Get into the festive spirit and help us raise money for Norwich disability centre this Christmas
PUBLISHED: 06:30 05 December 2018 | UPDATED: 09:34 05 December 2018
Christmas is a time of giving and receiving presents.
Today, we announce a festive campaign that will help you to give a gift that keeps on giving.
The Norwich Evening News is backing city-based charity The Hamlet as its Christmas campaign throughout December.
The organisation supports children and young adults who have disabilities and complex health needs, along with their families.
David Powles, editor of the Eastern Daily Press and Norwich Evening News, said: “The Hamlet is a tremendous Norwich charity that has been a lifeline to children and parents for almost 50 years.
“It is a pleasure to reveal it as our Christmas charity. Please give what you can.”
Matthew Garlinge, marketing and communications manager at The Hamlet, said: “The Hamlet acts as a first port of call for a lot of people who have suddenly discovered their child, who they thought would be going down a certain path, now won’t be.

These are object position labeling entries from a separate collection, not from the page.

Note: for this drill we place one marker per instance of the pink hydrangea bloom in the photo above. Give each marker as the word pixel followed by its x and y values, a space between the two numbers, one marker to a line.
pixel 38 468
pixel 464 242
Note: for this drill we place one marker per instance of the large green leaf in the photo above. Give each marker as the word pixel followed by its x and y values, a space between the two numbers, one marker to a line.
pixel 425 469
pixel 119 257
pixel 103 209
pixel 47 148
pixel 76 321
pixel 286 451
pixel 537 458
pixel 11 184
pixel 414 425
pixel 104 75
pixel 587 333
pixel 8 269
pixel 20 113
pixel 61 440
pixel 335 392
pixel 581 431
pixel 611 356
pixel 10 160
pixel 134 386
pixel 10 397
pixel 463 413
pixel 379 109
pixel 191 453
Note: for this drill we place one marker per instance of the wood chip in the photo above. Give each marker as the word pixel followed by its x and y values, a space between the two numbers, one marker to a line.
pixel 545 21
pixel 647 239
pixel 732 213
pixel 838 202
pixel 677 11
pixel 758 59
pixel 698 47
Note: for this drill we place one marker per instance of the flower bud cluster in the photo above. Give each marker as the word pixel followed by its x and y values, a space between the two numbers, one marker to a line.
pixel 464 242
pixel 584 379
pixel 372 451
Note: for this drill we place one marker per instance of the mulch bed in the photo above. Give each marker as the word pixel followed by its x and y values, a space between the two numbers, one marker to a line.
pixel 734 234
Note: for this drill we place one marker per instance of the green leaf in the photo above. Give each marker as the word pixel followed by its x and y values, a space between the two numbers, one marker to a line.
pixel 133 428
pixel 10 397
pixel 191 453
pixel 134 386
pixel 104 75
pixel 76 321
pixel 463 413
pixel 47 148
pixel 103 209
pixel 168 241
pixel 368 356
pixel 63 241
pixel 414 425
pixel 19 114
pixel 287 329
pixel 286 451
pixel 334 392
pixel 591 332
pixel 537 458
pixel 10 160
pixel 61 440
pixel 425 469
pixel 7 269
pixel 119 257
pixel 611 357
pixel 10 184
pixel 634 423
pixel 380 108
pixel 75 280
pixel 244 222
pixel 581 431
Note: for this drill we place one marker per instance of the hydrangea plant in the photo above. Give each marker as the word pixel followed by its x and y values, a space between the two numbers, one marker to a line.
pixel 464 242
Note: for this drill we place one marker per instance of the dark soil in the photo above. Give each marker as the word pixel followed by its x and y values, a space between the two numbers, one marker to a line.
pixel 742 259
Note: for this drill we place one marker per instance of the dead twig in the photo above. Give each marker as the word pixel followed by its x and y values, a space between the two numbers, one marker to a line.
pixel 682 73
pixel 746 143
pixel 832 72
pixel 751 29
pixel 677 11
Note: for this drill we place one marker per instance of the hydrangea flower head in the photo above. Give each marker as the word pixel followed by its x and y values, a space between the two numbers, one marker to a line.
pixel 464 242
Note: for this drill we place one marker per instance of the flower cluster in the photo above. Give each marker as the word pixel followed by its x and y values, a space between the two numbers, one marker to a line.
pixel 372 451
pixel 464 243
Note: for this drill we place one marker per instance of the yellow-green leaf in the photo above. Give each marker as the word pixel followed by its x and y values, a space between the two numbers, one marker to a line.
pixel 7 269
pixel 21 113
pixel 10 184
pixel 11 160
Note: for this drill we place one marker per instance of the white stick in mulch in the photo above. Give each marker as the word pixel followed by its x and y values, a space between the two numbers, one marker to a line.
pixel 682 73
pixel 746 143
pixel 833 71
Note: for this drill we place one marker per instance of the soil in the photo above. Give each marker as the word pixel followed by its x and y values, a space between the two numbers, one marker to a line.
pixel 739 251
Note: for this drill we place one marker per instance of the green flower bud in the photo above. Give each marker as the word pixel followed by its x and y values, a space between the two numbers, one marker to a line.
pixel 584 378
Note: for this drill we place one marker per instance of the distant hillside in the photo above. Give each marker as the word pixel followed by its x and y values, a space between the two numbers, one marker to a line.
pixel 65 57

“It can be really scary for families, but our doors are open when they are ready and we will provide help when they need it.”
The charity was founded in 1972 by Jack and Margaret Wymer, who had disabilities themselves.
Since then, The Hamlet has evolved from a small toy library into a charity offering a wide range of services for children and adults from birth.
Recreational, educational and social opportunities are available for the children and adults, all promoting integration and inclusion by breaking down barriers that often exist for people with disabilities.
Mr Garlinge said: “We are not just here for the children or young people with disabilities either, we are there for their parents, grandparents and siblings too.
“Whoever that family is we are here to support them as well and I think that is what makes us so unique as a charity.”
Today, The Hamlet offer a wide range of high quality services to support over 500 families each year from across Norfolk and North Suffolk.
Mr Garlinge continued: “My plea is for people to get behind and support their local charity that is on their doorstep and embrace them as part of their community.”
■ To find out more about The Hamlet Centre visit their website.
■ To donate to The Hamlet Charity, visit www.totalgiving.co.uk/donate/the-hamlet-centre-trust quoting ‘Evening News’
‘It’s a lifeline’: Ella thrives at The Hamlet
Ella Kett, 14, has a rare genetic condition called Cornelia de Lange Syndrome (CdLS).
CdLS is a developmental disorder that affects many parts of the body and likely affects one in 10,000 to 30,000 newborns.
Ella, of Capps Road, Norwich, started attending The Hamlet Charity nine years ago and has been thriving in its atmosphere ever since.
Faye Kett, 43, mother of Ella, said: “Ella was a child that was not meant to walk, talk or live really. She’s now thriving at the Hamlet.
“We have had a bad couple of years and they have been here every step of the way making sure we are both doing okay.
“It’s a lifeline. The fact that I can leave my very vulnerable and ill child with these people and trust them, that takes a lot.
“Just knowing that there is somebody on the other end of the phone that cares and knows what I’m going through is invaluable.”
What could your money buy?
Donations are vital to keep The Hamlet’s three buildings maintained and help it create more opportunities for families, children and young adults with disabilities.
The Hamlet Charity has three premises in Norwich - a children’s centre on Johnson Place, an adult centre on Ella Road and its head office on St Leonards Road.
Money donated could pay for the following for The Hamlet Charity:
• £10 - half an hour one-to-one family support with a specialist practitioner
• £75 - two play-and-stay sensory sessions for parents and under fives
• £100 - a BIGmack ‘switch’ to enable children with disabilities to play with a wide variety of toys
• £500 - specialist Eye Gaze software to enable children and adults to communicate using the technology.